Officials say that so far, 126 cases of typhoid have been confirmed in Harare since the start of the rainy season in Zimbabwe about two months ago. There are more than 1,000 other suspected cases nationwide.
But Dr. Prosper Chonzi, who heads the Harare health department, said there was no need to panic.
"What we are doing is to educate the public on awareness issues to do with typhoid — what it is, how it is spread, how to avoid getting it," Chonzi said. "We are also discouraging people from consuming food from undesignated premises."
Harare city crews, he added, were clearing blocked sewer pipes in Mbare township and trying to ensure supplies of fresh water in affected areas.
Problems persist
However, a visit to those and other parts of Harare on Wednesday told a different story. Faucets were dry, sewer water could be seen flowing, and some people were using water from open sources like lakes and rivers.
Itai Rusike, executive director of the Community Working Group on Health, said President Robert Mugabe's government did not learn much from the 2008-09 rainy season, when an outbreak of cholera killed more than 4,000 people in Zimbabwe.

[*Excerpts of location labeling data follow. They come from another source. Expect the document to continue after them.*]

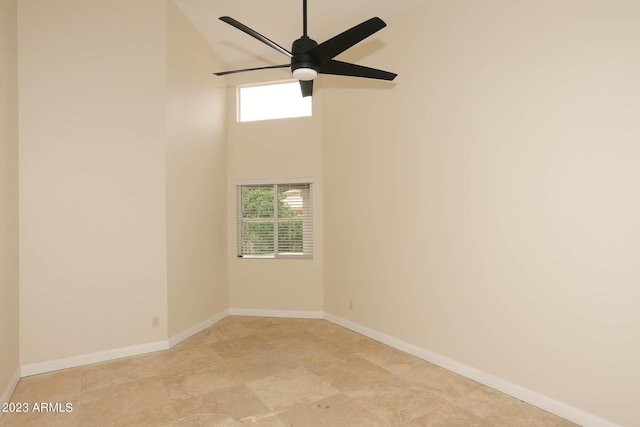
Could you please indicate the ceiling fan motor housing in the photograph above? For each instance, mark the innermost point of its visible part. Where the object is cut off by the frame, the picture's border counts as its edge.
(302, 60)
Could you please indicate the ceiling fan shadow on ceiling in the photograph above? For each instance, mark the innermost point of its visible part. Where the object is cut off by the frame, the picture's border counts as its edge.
(308, 58)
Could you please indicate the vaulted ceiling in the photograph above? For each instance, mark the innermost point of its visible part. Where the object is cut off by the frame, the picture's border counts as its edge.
(280, 21)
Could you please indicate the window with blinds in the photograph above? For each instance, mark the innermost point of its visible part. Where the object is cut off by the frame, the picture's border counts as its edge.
(275, 221)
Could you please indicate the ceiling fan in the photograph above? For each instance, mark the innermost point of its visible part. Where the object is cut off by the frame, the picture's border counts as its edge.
(308, 58)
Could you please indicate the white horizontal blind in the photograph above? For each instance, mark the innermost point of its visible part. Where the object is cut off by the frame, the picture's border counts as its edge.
(275, 221)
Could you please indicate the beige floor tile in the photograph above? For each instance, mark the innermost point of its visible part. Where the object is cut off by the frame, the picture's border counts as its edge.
(503, 410)
(237, 402)
(350, 374)
(60, 385)
(109, 404)
(271, 372)
(37, 417)
(208, 336)
(335, 411)
(565, 423)
(397, 401)
(449, 416)
(270, 421)
(163, 416)
(299, 342)
(390, 358)
(232, 327)
(199, 357)
(110, 373)
(241, 347)
(260, 365)
(285, 390)
(183, 385)
(209, 420)
(435, 378)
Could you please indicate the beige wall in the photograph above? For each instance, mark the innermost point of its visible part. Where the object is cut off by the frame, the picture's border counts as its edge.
(196, 178)
(273, 149)
(92, 175)
(486, 208)
(9, 329)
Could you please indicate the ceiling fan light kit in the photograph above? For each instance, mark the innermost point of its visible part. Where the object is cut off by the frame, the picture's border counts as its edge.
(308, 58)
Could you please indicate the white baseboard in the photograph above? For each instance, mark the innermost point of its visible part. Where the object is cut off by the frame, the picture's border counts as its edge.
(8, 392)
(87, 359)
(293, 314)
(187, 333)
(534, 398)
(118, 353)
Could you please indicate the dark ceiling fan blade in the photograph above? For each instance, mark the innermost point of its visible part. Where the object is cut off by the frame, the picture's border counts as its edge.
(307, 87)
(329, 49)
(347, 69)
(255, 34)
(224, 73)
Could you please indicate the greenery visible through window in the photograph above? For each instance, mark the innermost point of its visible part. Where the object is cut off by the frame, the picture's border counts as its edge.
(275, 221)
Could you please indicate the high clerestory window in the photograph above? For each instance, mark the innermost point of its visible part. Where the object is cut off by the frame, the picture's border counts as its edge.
(275, 220)
(272, 101)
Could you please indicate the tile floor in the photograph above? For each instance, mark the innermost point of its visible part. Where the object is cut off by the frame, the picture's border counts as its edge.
(270, 372)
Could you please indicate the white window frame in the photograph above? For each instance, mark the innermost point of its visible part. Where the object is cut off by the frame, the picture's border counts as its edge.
(305, 102)
(308, 224)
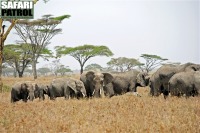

"The fundamental health issues that were supposed to have been attended to from the earlier crisis have not been attended to," Rusike said. "Authorities are taking advantage of the outdated Public Health Act that we are using, enacted in 1924. Public health trends have changed [since then]. This is why you find that it is easier for the city of Harare to pollute our water bodies and pay the fine, [a] very small fine."
The pollution he referred to is raw sewer water discharging into rivers, which some people rely on for daily use. Those using the contaminated river can easily contract waterborne diseases such as typhoid and cholera.
Typhoid, an infectious bacterial fever, can be treated with antibiotics, but it still kills more than 220,000 people worldwide each year, according to an estimate from 2014 reported by the World Health Organization.